I think the syntax might be straight forward, but the layout of your columns should highly depend on what your trying to explain/show/tell. Just straight taking your tabular and putting it into LaTeX using booktabs for style and floatrow to center the tabular and putting the caption above using the code
\documentclass[a4paper,12pt]{scrartcl}
\usepackage[utf8]{inputenc}
\usepackage{booktabs,floatrow}
%center tables
\floatsetup[table]{objectset=centering,capposition=top}
\begin{document}
For a straight forward thingy see Table~\ref{Tab1}.
\begin{table}
\begin{tabular}{lllll}\toprule
&&\textbf{Backward} & \textbf{Forward} & \textbf{Bidirectional}\\\midrule
atis & Training & 345 & 235 & 345\\
& Test & 356 & 252 & 345\\
brown & Training & 465 & 345 & 346\\
& Test & 456 & 342 & 253\\
wsj & Training & 345 & 235 & 254\\
& Test & 4336 & 634 & 3434
\\\bottomrule
\end{tabular}
\caption{The Results}\label{Tab1}
\end{table}
\end{document}
results in the tabular as seen here

But to me it looks like you want to compare Training and Test for certain methods, each applied to one „Object of interes“ (artis, brown & wsj) - so maybe you want to spend one column for each object and get a better way to compare those two by using something like „subcolumns“ as in the following MWE
\documentclass[a4paper,12pt]{scrartcl}
\usepackage[utf8]{inputenc}
\usepackage{booktabs,floatrow}
%center tables
\floatsetup[table]{objectset=centering,capposition=top}
\begin{document}
But maybe also the Table~\ref{Tab2} might be nice?
\begin{table}
\begin{tabular}{lrrrrrr}\toprule
&\multicolumn{2}{c}{\textbf{Backward}}&\multicolumn{2}{c}{\textbf{Forward}}&\multicolumn{2}{c}{\textbf{Bidirectional}}
\\\cmidrule(r){2-3}\cmidrule(r){4-5}\cmidrule(r){6-7}
&Training&Test&Training&Test&Training&Test\\\midrule
atis & 345 & 356
& 235 & 252
& 345 & 345\\
brown & 465& 456
& 345 & 342
& 346 & 253\\
wsj & 345 & 4336
& 235 & 634
& 254 & 3434
\\\bottomrule
\end{tabular}
\caption{The Results}\label{Tab2}
\end{table}
\end{document}
Where i used \cmidrow additionally to group each of the Training-Test-Pairs and used \multicolumn to give these two columns a common title.
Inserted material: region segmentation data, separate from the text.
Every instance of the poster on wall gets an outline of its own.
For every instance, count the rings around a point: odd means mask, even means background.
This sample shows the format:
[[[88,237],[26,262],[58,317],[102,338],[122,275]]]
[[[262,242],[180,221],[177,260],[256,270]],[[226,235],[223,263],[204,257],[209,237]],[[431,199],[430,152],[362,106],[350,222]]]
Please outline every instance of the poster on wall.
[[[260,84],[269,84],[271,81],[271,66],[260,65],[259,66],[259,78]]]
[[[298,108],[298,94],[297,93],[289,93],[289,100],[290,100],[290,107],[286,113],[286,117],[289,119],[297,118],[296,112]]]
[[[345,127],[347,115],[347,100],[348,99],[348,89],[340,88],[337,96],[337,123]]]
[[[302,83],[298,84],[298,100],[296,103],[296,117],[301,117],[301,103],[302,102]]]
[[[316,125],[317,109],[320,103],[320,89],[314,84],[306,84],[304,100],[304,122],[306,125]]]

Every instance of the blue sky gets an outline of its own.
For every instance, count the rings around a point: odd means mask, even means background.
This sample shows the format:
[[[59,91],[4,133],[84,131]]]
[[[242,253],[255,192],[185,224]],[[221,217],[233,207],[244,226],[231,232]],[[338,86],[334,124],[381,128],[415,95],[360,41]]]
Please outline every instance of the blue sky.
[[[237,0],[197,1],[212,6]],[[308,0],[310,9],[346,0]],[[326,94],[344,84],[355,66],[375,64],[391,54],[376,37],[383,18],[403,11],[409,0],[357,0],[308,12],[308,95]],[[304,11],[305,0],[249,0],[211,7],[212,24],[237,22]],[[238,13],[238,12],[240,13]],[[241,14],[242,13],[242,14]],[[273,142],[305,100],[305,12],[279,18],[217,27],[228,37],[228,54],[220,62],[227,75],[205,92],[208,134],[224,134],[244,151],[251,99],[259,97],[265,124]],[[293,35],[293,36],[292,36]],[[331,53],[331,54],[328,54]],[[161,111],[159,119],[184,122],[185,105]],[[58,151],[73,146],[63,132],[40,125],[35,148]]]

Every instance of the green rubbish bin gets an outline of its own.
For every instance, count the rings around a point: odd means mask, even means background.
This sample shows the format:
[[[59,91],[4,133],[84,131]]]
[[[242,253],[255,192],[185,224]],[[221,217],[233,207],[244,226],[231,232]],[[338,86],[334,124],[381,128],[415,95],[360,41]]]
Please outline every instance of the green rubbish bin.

The result is

But that of course depends on your data, I assumed here, that Training and Test belonged to the same object, (atis for example) hence putting them in one row seems to be a good idea.
Edit: For the first idea i just used l as left for the column layout, the second one is the one i prefer (r for right), but of course egreg's answer using siunitx is quite nice, too.